A Radiomics-Based Machine Learning Model and SHAP for Predicting Spread Through Air Spaces and Its Prognostic Implications in Stage I Lung Adenocarcinoma: A Multicenter Cohort Study
Listed in
This article is not in any list yet, why not save it to one of your lists.Abstract
Background : Despite early detection via low-dose computed tomography and complete surgical resection for early-stage lung adenocarcinoma, postoperative recurrence remains high, particularly in patients with tumor spread through air spaces. A reliable preoperative prediction model is urgently needed to adjust the treatment modality. Methods : In this multicenter retrospective study, 609 patients with pathological stage I lung adenocarcinoma from 3 independent centers were enrolled. Regions of interest for the primary tumor and peritumoral areas (extended by three, six, and twelve voxel units) were manually delineated from preoperative CT imaging. Quantitative imaging features were extracted and filtered by correlation analysis and random forest ranking to yield 40 candidate features. Fifteen machine learning methods were evaluated, and a ten-fold cross-validated elastic net regression model was selected to construct the radiomics-based prediction model. A clinical model based on five key clinical variables and a combined model integrating imaging and clinical features were also developed.
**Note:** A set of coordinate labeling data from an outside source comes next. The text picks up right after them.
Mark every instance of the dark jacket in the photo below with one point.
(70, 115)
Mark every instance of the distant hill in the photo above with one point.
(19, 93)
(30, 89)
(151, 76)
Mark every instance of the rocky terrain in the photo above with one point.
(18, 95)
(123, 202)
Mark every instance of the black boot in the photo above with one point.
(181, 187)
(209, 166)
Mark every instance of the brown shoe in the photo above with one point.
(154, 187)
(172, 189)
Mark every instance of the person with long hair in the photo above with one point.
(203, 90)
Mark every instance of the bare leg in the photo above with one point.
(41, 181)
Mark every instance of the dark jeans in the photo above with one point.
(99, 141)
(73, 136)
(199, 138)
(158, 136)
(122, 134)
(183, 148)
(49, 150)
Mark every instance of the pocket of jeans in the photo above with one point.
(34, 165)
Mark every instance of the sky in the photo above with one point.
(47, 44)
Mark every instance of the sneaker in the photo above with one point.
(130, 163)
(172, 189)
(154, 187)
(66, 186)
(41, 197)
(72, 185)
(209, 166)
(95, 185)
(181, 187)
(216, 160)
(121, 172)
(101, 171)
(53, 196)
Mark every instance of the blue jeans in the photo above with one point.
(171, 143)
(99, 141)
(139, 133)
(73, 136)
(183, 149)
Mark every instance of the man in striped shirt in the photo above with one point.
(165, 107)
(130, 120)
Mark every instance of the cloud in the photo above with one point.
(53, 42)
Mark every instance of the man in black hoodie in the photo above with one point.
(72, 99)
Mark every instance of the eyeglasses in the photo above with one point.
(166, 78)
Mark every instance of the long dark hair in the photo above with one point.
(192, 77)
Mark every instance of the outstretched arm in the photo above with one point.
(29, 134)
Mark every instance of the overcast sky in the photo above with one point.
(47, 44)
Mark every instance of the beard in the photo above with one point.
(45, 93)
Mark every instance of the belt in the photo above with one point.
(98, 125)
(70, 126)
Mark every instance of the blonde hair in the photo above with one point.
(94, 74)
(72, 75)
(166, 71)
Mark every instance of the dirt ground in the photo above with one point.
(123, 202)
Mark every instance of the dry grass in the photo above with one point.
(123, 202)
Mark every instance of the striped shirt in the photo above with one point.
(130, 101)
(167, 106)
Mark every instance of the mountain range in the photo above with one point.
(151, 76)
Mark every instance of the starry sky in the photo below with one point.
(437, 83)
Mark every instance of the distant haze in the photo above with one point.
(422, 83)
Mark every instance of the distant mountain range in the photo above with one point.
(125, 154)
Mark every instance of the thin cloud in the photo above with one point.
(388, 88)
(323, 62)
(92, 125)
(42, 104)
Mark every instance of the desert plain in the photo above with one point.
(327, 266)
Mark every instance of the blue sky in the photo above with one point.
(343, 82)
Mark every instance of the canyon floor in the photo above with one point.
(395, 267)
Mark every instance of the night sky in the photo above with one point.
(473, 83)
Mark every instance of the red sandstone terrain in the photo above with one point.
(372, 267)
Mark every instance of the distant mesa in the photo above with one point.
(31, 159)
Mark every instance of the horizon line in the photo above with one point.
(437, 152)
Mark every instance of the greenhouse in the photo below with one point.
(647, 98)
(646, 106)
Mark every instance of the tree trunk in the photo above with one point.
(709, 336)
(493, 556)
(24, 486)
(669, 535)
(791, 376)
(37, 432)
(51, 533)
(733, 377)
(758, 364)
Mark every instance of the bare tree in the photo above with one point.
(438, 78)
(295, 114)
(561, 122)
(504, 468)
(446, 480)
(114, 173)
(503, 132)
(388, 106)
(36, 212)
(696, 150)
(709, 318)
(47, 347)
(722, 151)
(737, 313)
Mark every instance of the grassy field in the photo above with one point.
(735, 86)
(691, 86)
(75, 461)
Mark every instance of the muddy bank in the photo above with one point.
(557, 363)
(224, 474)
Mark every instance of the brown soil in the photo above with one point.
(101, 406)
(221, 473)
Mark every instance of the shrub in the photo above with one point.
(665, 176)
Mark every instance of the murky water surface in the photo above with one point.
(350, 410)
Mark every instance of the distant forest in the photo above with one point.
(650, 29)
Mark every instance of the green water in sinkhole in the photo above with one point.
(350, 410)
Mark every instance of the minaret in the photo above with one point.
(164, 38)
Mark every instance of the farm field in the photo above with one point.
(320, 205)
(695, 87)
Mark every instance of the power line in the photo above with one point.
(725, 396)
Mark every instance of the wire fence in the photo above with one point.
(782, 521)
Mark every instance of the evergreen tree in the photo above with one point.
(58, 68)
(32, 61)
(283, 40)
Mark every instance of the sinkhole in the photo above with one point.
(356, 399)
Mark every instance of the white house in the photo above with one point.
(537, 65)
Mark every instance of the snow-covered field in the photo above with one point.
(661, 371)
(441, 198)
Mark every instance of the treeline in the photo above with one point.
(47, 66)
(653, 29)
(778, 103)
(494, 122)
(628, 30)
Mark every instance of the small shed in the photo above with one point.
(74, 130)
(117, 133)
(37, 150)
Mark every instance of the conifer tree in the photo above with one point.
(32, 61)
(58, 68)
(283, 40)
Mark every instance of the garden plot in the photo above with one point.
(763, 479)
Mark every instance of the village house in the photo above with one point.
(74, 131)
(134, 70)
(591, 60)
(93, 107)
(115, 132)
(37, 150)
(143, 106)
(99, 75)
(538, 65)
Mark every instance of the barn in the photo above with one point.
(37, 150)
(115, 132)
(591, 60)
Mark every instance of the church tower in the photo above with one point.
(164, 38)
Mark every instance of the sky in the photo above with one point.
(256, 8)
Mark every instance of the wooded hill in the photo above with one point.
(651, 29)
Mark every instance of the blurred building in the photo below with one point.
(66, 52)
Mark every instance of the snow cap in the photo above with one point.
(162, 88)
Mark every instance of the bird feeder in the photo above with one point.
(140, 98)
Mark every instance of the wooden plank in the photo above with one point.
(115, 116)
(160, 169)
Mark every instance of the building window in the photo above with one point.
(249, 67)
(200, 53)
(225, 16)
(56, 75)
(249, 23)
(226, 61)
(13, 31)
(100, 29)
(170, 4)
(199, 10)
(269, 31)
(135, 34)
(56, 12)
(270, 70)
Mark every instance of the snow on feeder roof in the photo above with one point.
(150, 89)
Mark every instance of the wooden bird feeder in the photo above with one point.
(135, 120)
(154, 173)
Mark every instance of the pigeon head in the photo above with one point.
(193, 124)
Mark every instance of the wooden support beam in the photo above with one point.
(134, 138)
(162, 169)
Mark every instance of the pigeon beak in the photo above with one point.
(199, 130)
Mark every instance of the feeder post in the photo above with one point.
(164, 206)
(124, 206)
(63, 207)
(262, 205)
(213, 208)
Results : The radiomics model achieved accuracies of 0.801, 0.866, and 0.831 in the training set and two external test sets, with AUC of 0.791, 0.829, and 0.807. In one external test set, the clinical model had an AUC of 0.689, significantly lower than the radiomics model (0.807, p < 0.05). The combined model achieved the highest performance, with AUC of 0.834 in the training set and 0.894 in an external test set (p < 0.01 and p < 0.001, respectively). Interpretability analysis revealed that wavelet-transformed features dominated the model, with the highest contribution from a feature reflecting small high-intensity clusters within the tumor and the second highest from a feature representing low-intensity clusters in the six-voxel peritumoral region. Kaplan–Meier analysis demonstrated that patients with either pathologically confirmed or model-predicted spread had significantly shorter progression-free survival (p < 0.001). Conclusion : Our novel machine learning model, integrating imaging features from both tumor and peritumoral regions, preoperatively predicts tumor spread through air spaces in stage I lung adenocarcinoma. It outperforms traditional clinical models, highlighting the potential of quantitative imaging analysis in personalizing treatment. Future prospective studies and further optimization are warranted.